Timeline: Amanda Todd investigation
Amanda Todd, a bullied teen who committed suicide, is seen in these images taken from her YouTube video.
Published Friday, April 18, 2014 5:08PM EDT
The 2012 death of Amanda Todd drew international outrage over the devastating effects of cyberbullying and online exploitation after the British Columbia teen took her own life following years of verbal abuse, bullying and blackmail at the hands of online tormentors.
Here is a timeline of the police investigation into Todd’s case, and subsequent efforts to combat cyberbullying:
Sept. 7, 2012: B.C. teen Amanda Todd, 15, posts a video to Youtube in which she describes the two years of torment she endured as the target of online sexual exploitation, stalking, bullying and harassment. Using flash cards to tell her story, Todd also describes her resulting descent into depression, self-harm and a suicide attempt. The video ends with a desperate plea for help.
Oct. 10, 2012: Todd is found dead of apparent suicide in her Port Coquitlam home.
Oct. 12, 2012: RCMP launch an investigation to examine the circumstances surrounding Todd’s suicide, including the possibility that bullying played a role in the teen’s death. Her Youtube video draws millions of views in the months following her death.

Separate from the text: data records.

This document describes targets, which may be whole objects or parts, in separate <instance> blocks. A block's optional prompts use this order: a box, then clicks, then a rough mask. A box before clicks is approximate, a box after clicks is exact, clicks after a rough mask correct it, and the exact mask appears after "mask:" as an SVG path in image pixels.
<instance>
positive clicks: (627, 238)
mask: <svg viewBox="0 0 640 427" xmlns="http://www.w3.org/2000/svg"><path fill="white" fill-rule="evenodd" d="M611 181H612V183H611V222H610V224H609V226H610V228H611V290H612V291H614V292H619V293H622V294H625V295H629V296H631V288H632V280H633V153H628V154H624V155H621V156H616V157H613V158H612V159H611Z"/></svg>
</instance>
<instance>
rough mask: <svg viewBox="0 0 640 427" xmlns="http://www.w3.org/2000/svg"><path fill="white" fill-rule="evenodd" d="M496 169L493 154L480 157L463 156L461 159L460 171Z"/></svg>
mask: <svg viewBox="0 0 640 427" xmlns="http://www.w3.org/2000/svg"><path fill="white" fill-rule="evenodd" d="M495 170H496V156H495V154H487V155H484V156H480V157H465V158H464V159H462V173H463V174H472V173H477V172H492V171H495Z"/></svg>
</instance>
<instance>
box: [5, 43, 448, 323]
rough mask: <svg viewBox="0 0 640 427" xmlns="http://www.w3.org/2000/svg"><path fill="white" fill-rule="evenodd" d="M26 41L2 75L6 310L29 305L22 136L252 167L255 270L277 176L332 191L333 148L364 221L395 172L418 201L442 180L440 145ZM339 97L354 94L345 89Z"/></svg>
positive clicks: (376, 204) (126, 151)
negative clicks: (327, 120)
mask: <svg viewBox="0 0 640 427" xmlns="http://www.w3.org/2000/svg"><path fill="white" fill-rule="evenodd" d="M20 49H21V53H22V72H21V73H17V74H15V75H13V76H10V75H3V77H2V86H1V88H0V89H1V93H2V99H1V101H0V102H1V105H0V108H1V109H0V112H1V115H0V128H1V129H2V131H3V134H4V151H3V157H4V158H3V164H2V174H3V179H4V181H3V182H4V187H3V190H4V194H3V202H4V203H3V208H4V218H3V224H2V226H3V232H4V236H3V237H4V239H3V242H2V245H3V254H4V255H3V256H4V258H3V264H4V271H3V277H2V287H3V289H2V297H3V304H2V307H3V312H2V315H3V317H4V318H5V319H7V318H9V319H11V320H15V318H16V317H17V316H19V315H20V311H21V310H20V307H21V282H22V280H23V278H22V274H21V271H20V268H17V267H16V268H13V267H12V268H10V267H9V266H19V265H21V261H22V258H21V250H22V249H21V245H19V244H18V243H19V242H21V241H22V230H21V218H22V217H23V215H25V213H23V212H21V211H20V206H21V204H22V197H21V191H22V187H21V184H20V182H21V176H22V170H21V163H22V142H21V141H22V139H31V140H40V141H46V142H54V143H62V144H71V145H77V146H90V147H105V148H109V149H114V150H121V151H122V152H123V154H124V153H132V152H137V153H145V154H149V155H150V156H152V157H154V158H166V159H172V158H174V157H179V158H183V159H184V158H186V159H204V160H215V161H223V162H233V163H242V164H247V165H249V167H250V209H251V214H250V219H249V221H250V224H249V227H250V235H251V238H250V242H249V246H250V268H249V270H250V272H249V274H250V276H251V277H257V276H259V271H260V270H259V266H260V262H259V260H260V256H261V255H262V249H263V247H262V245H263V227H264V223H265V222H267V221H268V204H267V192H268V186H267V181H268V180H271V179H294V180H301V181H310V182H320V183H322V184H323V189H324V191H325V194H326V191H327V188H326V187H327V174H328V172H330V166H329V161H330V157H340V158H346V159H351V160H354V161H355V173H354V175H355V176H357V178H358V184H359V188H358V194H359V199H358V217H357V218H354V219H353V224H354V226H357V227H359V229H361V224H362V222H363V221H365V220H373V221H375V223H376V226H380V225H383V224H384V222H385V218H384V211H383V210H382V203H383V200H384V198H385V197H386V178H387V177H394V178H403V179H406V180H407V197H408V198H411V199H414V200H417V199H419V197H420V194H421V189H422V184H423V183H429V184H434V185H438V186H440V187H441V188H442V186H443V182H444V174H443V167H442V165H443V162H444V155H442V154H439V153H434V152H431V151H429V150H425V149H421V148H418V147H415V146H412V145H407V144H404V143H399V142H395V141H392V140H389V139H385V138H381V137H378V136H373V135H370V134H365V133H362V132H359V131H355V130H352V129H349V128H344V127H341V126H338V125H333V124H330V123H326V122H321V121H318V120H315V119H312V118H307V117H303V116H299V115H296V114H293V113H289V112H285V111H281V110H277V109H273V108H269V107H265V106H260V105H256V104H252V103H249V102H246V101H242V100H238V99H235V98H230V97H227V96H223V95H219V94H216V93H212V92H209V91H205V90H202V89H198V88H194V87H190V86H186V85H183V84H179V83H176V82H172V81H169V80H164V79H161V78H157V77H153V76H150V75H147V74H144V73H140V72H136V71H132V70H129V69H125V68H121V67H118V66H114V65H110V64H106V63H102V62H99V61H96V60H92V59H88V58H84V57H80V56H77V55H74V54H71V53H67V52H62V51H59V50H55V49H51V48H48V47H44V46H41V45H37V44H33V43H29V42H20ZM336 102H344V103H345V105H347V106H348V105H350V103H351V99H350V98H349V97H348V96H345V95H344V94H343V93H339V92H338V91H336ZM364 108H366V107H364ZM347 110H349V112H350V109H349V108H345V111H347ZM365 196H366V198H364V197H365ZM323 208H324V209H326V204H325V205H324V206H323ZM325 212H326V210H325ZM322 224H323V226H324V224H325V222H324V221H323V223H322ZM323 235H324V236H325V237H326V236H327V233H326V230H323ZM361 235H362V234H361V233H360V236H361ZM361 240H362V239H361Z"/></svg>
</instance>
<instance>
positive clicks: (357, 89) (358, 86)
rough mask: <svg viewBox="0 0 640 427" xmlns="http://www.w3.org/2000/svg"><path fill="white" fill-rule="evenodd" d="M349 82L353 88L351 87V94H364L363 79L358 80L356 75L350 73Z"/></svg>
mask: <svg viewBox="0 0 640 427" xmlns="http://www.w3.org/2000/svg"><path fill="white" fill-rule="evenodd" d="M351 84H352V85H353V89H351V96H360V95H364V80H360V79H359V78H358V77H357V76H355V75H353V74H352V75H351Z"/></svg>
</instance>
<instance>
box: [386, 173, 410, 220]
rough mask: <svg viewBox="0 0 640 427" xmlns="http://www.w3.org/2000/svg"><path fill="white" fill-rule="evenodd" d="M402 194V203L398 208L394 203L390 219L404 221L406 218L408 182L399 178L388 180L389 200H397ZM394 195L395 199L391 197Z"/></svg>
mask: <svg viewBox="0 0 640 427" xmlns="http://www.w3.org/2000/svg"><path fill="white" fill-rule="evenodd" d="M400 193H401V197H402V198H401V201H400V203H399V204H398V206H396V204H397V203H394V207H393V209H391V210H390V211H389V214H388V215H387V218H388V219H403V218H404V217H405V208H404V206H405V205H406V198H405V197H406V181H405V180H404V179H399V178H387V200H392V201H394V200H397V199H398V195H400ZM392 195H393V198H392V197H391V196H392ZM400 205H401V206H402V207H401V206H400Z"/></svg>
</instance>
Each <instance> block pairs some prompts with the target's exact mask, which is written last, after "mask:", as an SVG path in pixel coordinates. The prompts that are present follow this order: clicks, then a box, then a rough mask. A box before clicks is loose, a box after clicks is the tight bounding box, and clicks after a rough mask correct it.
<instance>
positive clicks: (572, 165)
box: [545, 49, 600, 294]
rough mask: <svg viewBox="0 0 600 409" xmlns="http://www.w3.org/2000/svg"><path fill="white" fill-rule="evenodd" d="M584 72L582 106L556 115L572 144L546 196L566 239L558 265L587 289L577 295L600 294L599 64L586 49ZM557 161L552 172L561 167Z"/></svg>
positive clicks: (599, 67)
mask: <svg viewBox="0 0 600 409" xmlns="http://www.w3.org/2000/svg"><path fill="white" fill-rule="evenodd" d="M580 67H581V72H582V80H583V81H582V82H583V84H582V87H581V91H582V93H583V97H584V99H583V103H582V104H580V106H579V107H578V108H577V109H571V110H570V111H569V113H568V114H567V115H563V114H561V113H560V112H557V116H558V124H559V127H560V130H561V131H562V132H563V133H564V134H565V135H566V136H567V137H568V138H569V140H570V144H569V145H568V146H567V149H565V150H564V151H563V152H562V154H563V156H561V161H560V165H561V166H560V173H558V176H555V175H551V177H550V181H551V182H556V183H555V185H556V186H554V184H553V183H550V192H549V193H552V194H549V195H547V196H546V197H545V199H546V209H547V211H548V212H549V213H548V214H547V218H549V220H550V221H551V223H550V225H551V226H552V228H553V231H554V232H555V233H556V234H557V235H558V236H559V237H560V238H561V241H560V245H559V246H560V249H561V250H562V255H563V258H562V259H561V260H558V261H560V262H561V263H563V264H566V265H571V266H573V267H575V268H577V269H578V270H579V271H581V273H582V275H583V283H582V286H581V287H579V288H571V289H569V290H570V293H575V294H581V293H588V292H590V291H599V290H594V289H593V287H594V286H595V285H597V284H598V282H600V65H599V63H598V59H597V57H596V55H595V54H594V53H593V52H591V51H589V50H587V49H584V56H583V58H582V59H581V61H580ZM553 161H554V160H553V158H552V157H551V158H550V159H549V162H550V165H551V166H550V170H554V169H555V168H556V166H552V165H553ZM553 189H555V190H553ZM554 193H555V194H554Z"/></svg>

Oct. 15, 2012: MPs in the House of Commons debate a motion to create a national bullying prevention strategy. Todd’s story is mentioned in the debate.
Oct. 19, 2012: Candlelight vigils are held in 40 cities around the world to honour Todd and to draw awareness to the issue of bullying.
Nov. 1, 2012: Canada’s justice and public safety ministers form a working group to address cyberbullying.
April 2013: In the wake of Nova Scotia teen Rehtaeh Parsons’ death, Amanda’s mother, Carol Todd, says she is stunned by how “shockingly similar” Parsons’ story of bullying and suicide is to that of her daughter’s.
April 2013: Saskatchewan passes motion urging Criminal Code changes to stop cyberbullies.
June 2012: British Columbia Premier Christy Clark announces a $2-million, 10-point strategy to address bullying in schools.
May 10, 2013: Prime Minister Stephen Harper meets with relatives of four teenage girls who died after being cyberbullied or lured online to discuss possible ways to crack down on internet tormentors. Carol Todd, who attended the roundtable, says afterward that she was “pleased with the meeting because (Harper) took the time to listen to us.”
Aug. 8, 2013: Nova Scotia passes new cyberbullying legislation, in which residents of the province can sue or seek a protection order from the courts if they or their children are being cyberbullied. Carol Todd says she is happy to see the province take steps to fight cyberbullying.
Nov. 20, 2013: The federal government tables a new cyberbullying bill that will prevent the non-consensual distribution of intimate images and will make the act a crime punishable by up to five years in jail.
April 17, 2014: RCMP confirm that a Dutch man is facing extortion and child pornography charges in connection with Todd’s online bullying case. At a news conference, Carol Todd says it is a day “that we’ve been waiting for.”